Play the China Trump Card, or Why Quarterbacks Should Wear Dresses (FXI)

Posted on March 18, 2019

There’s only one thing you need to know about the markets and Donald Trump, and that’s the following.  The guy has built his entire tenure as president on rising equity values.  And he’ll continue to use it as ammo for his reelection in 2020.

Lay it out for us, Huey!

For those who haven’t paid attention, the plan was three pronged and consisted of

  1. a massive corporate tax cut,
  2. a trade war with China, and
  3. an equally massive infrastructure spending plan.

The first prong was pringed directly after his election and goosed the market formidably.  Incredible incentives to repatriate dollars and put them into steroidal stock repurchase programs worked like a charm.  The Dow soared almost 50% in the first thirteen months of his presidency and then leveled off (shortly after the second phase of his plan was effected).

Tariffs Target Tianenmen

Now, you might be wondering how a trade war could possibly assist the man in his bid to keep markets buoyant and the prospect of increased capital gains dangling like meat before a Rottweiler.

And the answer’s like this – President Trump is well aware that he holds all the cards in the brinkmanship game he’s playing with the Chinese (and others, too, including Europe).  That is, he knows he can call off the dogs at any time and win.

How so?

If the Chinese capitulate to American demands, the results will be tremendous for the U.S. in myriad ways.  And the leverage that Trump holds over the Chinese, whose economy, though massive, is far more fragile than America’s, and far more susceptible to a shock from a trade war, gives the Trump team a near certain means of getting his Xi-Highness to scream ‘uncle’ in Mandarin.

But the markets have also been worried about just how long the Chinese can hold out in the current negotiations.  Their economy is growing at its slowest rate in nearly 30 years, and recent industrial production numbers left traders positively agape.  Grand Vizier Xi’s recent efforts at consolidating power also speak directly to the communist establishment’s fear of an unexpected economic wipeout on the horizon.

Trump knows all this, and he knows that he can’t let the Chinese economy contract too far, because it could create unexpected knock-on consequences that harm U.S. businesses, jobs and markets – an eventuality he’s in no way willing to entertain.

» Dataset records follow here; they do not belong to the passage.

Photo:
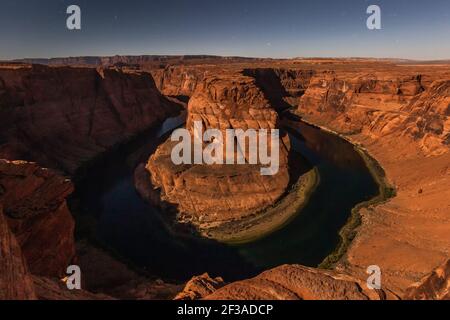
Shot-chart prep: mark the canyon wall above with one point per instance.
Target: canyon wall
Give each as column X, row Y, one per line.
column 34, row 203
column 64, row 117
column 209, row 195
column 401, row 118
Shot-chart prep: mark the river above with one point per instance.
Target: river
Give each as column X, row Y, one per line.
column 120, row 220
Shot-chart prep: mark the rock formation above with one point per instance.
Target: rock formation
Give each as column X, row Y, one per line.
column 210, row 195
column 435, row 286
column 294, row 282
column 34, row 202
column 15, row 281
column 200, row 287
column 400, row 117
column 64, row 117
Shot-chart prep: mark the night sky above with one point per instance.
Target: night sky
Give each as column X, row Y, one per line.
column 415, row 29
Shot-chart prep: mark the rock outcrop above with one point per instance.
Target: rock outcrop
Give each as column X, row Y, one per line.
column 34, row 202
column 294, row 282
column 15, row 281
column 401, row 118
column 435, row 286
column 200, row 287
column 210, row 195
column 64, row 117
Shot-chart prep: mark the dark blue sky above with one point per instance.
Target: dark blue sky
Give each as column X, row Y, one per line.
column 285, row 28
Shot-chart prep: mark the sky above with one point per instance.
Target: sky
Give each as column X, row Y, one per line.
column 414, row 29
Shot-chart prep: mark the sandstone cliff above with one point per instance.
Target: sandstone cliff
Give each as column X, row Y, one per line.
column 64, row 117
column 435, row 286
column 15, row 281
column 294, row 282
column 401, row 118
column 209, row 195
column 34, row 202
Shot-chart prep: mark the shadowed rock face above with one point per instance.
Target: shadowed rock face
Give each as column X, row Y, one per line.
column 63, row 117
column 200, row 287
column 34, row 202
column 15, row 282
column 209, row 195
column 294, row 282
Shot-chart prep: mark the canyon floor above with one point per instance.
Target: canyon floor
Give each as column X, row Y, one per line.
column 64, row 118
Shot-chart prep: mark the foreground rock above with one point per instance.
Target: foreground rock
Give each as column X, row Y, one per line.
column 34, row 203
column 15, row 281
column 435, row 286
column 200, row 287
column 294, row 282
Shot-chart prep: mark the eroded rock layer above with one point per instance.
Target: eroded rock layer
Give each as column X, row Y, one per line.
column 294, row 282
column 209, row 195
column 34, row 202
column 64, row 117
column 401, row 117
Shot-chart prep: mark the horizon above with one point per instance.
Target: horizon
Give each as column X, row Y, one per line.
column 225, row 56
column 410, row 30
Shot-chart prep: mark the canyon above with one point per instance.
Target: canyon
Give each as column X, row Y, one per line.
column 63, row 118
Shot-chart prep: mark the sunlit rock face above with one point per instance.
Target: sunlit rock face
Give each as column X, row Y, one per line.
column 209, row 195
column 381, row 104
column 435, row 286
column 294, row 282
column 34, row 204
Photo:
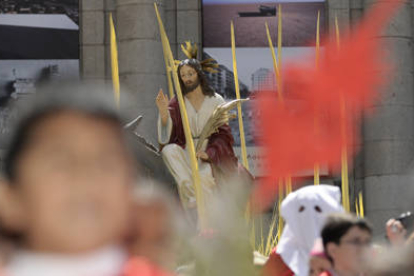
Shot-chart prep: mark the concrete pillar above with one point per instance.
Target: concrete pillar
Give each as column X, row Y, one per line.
column 92, row 48
column 389, row 133
column 142, row 67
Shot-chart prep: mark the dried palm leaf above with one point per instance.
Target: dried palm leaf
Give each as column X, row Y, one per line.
column 219, row 117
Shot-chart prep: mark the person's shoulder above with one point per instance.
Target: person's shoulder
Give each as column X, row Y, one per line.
column 173, row 101
column 218, row 98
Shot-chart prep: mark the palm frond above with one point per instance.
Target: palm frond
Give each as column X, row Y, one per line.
column 219, row 117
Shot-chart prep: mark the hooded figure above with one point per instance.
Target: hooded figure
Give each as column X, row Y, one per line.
column 304, row 212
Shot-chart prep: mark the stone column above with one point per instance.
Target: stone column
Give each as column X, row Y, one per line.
column 92, row 48
column 141, row 61
column 389, row 133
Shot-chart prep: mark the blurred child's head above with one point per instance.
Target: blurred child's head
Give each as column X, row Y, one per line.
column 347, row 242
column 68, row 175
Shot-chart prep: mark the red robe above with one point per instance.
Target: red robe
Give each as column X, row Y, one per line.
column 220, row 144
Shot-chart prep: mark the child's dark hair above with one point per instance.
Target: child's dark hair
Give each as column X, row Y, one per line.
column 79, row 100
column 337, row 225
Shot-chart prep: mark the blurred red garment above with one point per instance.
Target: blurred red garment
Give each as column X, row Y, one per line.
column 141, row 266
column 275, row 266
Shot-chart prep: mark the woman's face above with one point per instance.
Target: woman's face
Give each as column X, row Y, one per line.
column 352, row 252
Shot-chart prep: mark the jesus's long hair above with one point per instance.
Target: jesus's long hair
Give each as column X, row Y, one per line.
column 193, row 63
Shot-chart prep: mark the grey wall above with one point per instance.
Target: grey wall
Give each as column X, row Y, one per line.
column 387, row 144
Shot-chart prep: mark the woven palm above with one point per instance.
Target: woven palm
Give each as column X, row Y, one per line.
column 191, row 50
column 219, row 117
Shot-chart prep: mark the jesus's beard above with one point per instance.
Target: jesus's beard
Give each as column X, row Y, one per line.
column 191, row 86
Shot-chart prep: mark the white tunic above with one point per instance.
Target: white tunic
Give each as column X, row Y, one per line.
column 177, row 159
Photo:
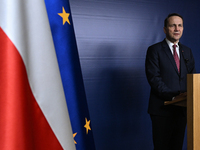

He will absolutely inflict maximum pressure on China to wring from them as much for his MAGA agenda as he can, but in the end, he’ll relent on whatever is necessary to avoid a global $#it-kicking that leaves everyone drunk and naked in the Bowery.

Should the president announce a deal – any deal; even one short of the full MAGA program – he’ll be hailed as a hero for getting something done, compromising on the rest, promising more changes to come shortly (or, at least, after he’s reelected) and will be adored by Wall Street for opening the pressure valve that everyone’s been staring at for the last twelve months and letting the world economy get back to running like the greased goose everyone wants it to be.

The Stock Market Will Soar

In short, prong number two is a sure-fire winner for the man.  And, again, he’ll hold out for as long as possible before signing a deal that sends stocks once again rocketing like they did back in 2017.

An added bonus for the Trumpster will be that the average voter will perceive the trade deal to be directly responsible for kick-starting the economy.


Because Joe Burgerbiter conflates the economy with the stock market, a relationship that has some correspondence but, as we all know, shouldn’t be accorded too much weight.

And that will certainly help in the effort toward reelection in 2020.

But it’s prong number three that will ice it.

There’s simply no way any Democrat in Congress will be able to oppose a spending bill that rebuilds the nation’s infrastructure and puts cash into the coffers of big labor from Cali to Rhode Island.

Good for You, General.

The trade is all about China.

Because after the pressure valve is opened, the Chinese market will get relief in equal or even better measure than America.  In fact, all the world should benefit from knowing that the conflict has cooled (for now, at least), and we can all get back to spinning the roulette wheel.

To that end, let’s have a look at the weekly chart for the iShares Shanghai BigCap ETF (NYSE:FXI) –

The skinny on the Chinese market, as you can see, is that we’re all-systems-go technically, and just awaiting the word of the Donald.

  1. The weekly moving averages are nearly all unfurled (in red) – just the short term 27/28 week MA has to curl higher, and we’ll be watching Shanghai soar toward its former highs at 54.
  2. As to volume, there was a great deal of churn at the double bottom between October and December (in blue) – a sure enough sign that shares were moving out of weaker hands into smarter, stronger ones.
  3. RSI has been trending bullishly above its midway waterline for over a month, but more significantly, weekly MACD is about to surface after better than eight and a half months sub-waterline (in green).

All of which is bigga bullish.

That said, we expect two things to happen over the next few weeks:

  • FXI will likely dither in the 42 to 45 range, until the most recent 20% move is digested and MACD can pull above its waterline, and
  • The hype over deal/no deal will reach an excruciating media crescendo before the President pulls the trigger.

And we’re playing it like this –

A Jew and His Money recommends you sell a PUT spread on FXI and use the proceeds to buy a CALL.  Specifically, sell the FXI January 17th, 2020 42 PUT for $2.21, and buy the FXI January 17th, 2020 38 PUT for $1.16, for a total credit of $1.05.  Then use those funds to buy the FXI January 17th, 2020 50 CALL for $1.55.  Total debit on the trade is $0.50.